The story wasn’t a favorite with her mother, but she grew to respect it, because it had helped release her daughter. Lucy also repeatedly read a technical book about costuming and how to stitch buttons on old coats. She liked this book, because it had fairy princesses on the front, but she also liked it, because it read rather sophisticated, and she felt all adult and delicious while doing so, with mad rushes of spontaneity settling in nice and deep.

This childhood paralleled greatly with her friend Landon’s, proving to be yet another reason, why they stuck so close together. They both had a great capacity for that which they were passionate about. Landon took an immense interest in the study of entomology and would sit in the attic of his grandmother’s house, reading old books about plants and insects. There was something about the butterfly that got him the most readily entranced though. The fragile nature of their wings, is what sealed him as an intense admirer. 

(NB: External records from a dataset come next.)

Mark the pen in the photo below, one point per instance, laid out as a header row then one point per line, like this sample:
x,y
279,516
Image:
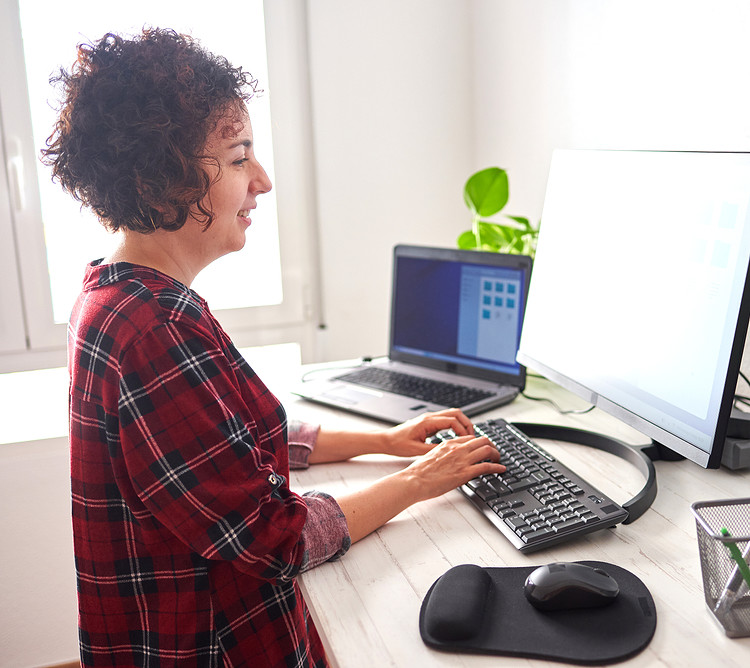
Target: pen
x,y
739,573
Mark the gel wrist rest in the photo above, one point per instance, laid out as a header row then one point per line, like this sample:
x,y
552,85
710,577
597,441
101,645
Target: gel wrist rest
x,y
478,610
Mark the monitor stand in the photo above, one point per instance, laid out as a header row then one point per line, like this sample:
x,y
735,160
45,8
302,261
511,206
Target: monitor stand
x,y
642,457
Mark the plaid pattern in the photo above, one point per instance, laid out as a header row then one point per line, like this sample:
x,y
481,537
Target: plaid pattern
x,y
187,538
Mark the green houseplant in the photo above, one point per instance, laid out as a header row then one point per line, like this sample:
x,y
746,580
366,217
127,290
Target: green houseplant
x,y
486,193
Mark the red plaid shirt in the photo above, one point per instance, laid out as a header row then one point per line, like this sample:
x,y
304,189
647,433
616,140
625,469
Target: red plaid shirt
x,y
187,538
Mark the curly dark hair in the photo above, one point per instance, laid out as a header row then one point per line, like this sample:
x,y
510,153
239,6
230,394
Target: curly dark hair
x,y
133,125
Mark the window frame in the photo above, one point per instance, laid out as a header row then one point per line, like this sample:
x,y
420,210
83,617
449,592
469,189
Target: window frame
x,y
29,337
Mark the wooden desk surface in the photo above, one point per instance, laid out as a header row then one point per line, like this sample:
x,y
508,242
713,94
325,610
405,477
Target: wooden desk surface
x,y
366,605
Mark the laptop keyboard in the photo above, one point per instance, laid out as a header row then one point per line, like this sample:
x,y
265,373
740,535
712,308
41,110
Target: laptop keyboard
x,y
424,389
538,502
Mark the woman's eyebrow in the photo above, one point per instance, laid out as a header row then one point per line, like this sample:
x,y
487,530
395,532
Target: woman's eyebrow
x,y
247,143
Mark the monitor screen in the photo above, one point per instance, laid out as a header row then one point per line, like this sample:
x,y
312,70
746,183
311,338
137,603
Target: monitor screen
x,y
638,300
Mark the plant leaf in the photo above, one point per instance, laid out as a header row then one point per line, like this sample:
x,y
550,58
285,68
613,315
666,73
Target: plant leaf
x,y
486,191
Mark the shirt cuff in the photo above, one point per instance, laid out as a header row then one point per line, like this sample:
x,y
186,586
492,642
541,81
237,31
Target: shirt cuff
x,y
302,439
326,533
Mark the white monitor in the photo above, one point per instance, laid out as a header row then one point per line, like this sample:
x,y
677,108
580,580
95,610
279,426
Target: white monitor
x,y
639,293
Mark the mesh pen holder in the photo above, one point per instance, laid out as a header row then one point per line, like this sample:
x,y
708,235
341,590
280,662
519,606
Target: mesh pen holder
x,y
724,585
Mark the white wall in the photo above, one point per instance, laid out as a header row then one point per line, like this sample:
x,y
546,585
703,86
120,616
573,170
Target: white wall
x,y
392,114
409,97
661,74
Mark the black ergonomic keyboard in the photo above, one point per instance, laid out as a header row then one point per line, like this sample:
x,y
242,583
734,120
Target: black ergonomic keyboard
x,y
538,502
424,389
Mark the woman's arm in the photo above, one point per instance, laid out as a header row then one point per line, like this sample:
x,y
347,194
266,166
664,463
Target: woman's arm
x,y
442,469
405,440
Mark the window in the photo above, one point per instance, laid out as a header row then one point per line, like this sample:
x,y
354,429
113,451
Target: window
x,y
257,293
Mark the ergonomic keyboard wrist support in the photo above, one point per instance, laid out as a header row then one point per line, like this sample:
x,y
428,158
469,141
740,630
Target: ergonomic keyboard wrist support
x,y
641,458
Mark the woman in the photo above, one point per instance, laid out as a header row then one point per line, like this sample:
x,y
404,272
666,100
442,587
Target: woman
x,y
187,536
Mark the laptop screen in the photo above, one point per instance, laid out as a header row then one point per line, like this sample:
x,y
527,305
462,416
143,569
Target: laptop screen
x,y
462,309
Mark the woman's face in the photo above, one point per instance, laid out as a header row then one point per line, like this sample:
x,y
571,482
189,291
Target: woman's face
x,y
231,198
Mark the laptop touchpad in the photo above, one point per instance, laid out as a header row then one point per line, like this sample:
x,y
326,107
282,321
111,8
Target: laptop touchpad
x,y
349,395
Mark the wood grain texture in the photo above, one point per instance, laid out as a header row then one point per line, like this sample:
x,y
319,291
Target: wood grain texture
x,y
366,605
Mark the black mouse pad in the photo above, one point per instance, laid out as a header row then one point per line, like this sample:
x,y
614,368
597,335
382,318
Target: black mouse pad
x,y
484,610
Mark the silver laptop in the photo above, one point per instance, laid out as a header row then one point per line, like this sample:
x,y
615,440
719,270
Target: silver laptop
x,y
456,320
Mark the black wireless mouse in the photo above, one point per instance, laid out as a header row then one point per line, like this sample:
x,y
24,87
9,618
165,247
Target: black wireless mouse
x,y
568,586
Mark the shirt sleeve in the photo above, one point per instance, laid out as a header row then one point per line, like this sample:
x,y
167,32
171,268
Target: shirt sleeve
x,y
191,445
326,533
302,439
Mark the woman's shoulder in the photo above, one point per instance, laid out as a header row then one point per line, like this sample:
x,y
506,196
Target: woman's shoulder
x,y
129,299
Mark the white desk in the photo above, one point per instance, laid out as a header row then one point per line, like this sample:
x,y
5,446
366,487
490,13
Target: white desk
x,y
366,605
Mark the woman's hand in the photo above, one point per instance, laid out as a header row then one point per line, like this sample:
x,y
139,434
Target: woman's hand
x,y
453,463
408,439
443,468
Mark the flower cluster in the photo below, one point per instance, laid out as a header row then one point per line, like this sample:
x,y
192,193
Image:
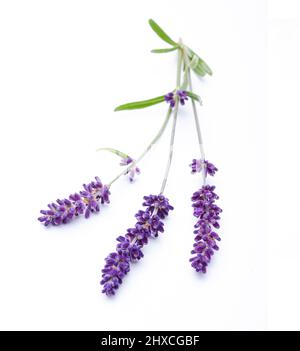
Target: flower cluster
x,y
206,239
125,161
199,165
84,202
182,96
129,247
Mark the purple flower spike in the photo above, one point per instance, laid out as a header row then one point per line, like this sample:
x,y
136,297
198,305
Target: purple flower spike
x,y
197,166
182,96
129,247
206,239
125,161
85,202
170,97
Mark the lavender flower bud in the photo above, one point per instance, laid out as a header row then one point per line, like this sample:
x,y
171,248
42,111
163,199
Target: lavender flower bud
x,y
125,161
129,247
85,202
206,239
197,166
170,97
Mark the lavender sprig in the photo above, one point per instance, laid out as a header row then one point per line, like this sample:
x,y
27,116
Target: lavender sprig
x,y
206,238
85,202
199,165
129,247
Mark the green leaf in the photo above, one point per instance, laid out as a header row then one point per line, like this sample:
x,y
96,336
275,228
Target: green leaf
x,y
201,67
161,33
114,151
140,104
205,67
185,79
194,96
199,70
161,51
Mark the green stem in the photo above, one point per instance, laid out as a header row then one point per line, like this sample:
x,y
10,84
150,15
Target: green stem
x,y
155,139
196,118
178,80
114,151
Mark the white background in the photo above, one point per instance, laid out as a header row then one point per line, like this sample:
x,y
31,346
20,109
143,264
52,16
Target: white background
x,y
64,66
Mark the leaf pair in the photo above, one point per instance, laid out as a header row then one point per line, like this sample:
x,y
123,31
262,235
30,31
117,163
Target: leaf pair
x,y
198,65
164,36
146,103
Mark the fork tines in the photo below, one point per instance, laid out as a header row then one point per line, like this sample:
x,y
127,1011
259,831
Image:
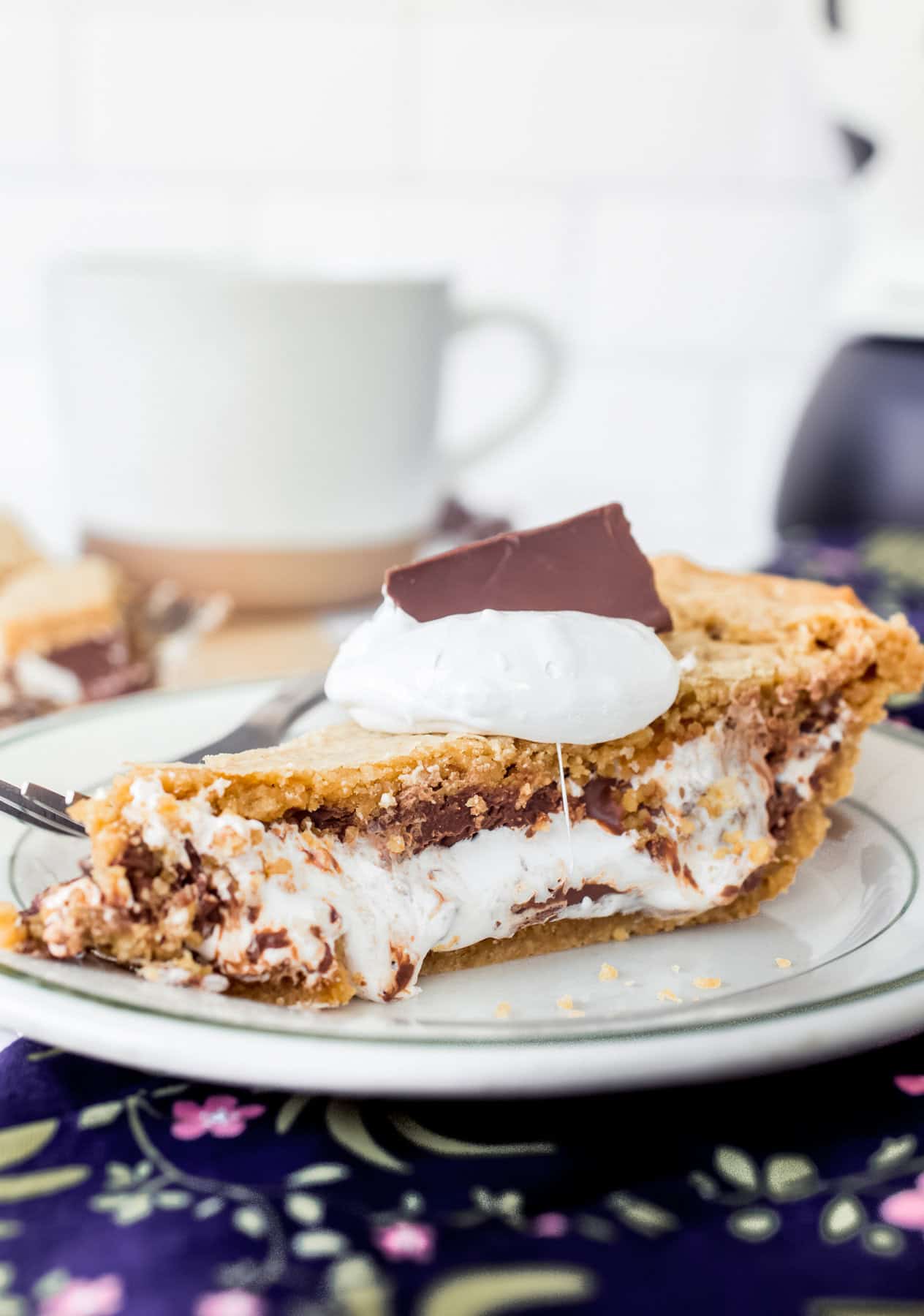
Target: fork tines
x,y
39,807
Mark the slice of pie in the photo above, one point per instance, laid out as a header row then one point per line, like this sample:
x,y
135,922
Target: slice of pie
x,y
16,549
66,638
348,862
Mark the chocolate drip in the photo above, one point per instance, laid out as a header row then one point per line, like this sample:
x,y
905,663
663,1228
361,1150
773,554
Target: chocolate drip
x,y
540,911
602,806
105,666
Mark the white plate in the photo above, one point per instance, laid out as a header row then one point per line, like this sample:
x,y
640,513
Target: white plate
x,y
852,927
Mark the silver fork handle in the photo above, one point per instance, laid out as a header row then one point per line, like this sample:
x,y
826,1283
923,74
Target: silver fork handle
x,y
268,724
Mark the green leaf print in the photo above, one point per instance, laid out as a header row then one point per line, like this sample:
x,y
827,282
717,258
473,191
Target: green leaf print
x,y
41,1184
738,1168
790,1177
841,1219
24,1141
96,1116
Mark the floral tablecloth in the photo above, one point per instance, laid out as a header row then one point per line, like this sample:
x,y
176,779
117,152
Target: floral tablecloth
x,y
123,1192
792,1194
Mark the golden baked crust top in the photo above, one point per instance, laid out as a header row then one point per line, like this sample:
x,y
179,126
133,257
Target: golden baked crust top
x,y
749,640
16,551
54,605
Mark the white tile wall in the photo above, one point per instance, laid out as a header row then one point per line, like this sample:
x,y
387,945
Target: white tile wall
x,y
653,178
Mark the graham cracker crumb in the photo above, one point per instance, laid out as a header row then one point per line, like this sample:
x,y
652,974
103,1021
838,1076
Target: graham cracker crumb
x,y
12,934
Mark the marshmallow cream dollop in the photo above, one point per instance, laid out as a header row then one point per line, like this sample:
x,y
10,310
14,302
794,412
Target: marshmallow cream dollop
x,y
537,676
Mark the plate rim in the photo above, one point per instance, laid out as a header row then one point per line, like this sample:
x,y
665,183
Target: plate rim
x,y
588,1036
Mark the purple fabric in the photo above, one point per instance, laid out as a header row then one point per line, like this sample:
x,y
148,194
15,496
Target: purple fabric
x,y
757,1197
792,1194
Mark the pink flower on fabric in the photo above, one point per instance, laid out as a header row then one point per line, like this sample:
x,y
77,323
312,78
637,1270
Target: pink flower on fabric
x,y
406,1241
220,1116
912,1085
232,1302
100,1296
550,1224
906,1210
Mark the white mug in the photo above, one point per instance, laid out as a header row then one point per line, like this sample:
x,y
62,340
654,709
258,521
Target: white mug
x,y
273,437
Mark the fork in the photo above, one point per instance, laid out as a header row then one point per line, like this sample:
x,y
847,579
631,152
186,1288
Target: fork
x,y
266,725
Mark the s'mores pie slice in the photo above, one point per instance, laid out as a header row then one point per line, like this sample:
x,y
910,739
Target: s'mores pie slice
x,y
16,551
357,858
65,636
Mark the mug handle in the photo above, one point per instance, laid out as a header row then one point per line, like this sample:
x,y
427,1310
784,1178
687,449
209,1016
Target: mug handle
x,y
549,366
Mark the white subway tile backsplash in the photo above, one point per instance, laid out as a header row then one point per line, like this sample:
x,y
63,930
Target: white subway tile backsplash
x,y
710,276
641,434
569,100
39,225
653,178
248,88
495,249
32,485
31,78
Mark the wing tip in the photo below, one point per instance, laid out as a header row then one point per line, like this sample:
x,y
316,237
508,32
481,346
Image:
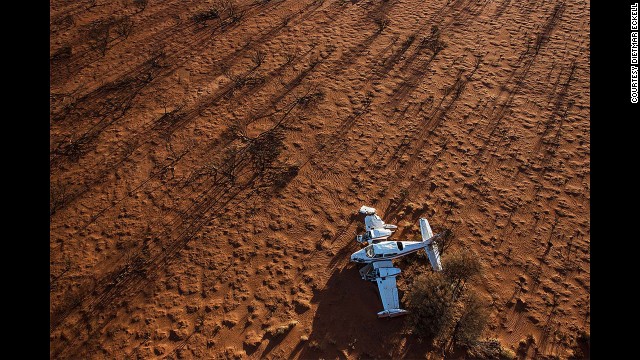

Although Landon looked young for his age, people respected his intellectual integrity. It’s something he let flute outward, in a not so candid way. There was this subtle bath of sincerity that he’d drip off like nectar. He had a strange affection for his cat Cleopatra and had a twin brother that looked nothing like him. They were of the same mind, but had of course, different sexual preferences. His brother enjoyed the company of women a bit too much, spending money on quick sensual pleasures. His last excursion involved a girl named Antoinette, who whipped him with a clothing hanger. He showed Landon the bite marks underlining the area above his belly button. He called it “the best constellation of stars ever”. He paid for it later with bottles of rum.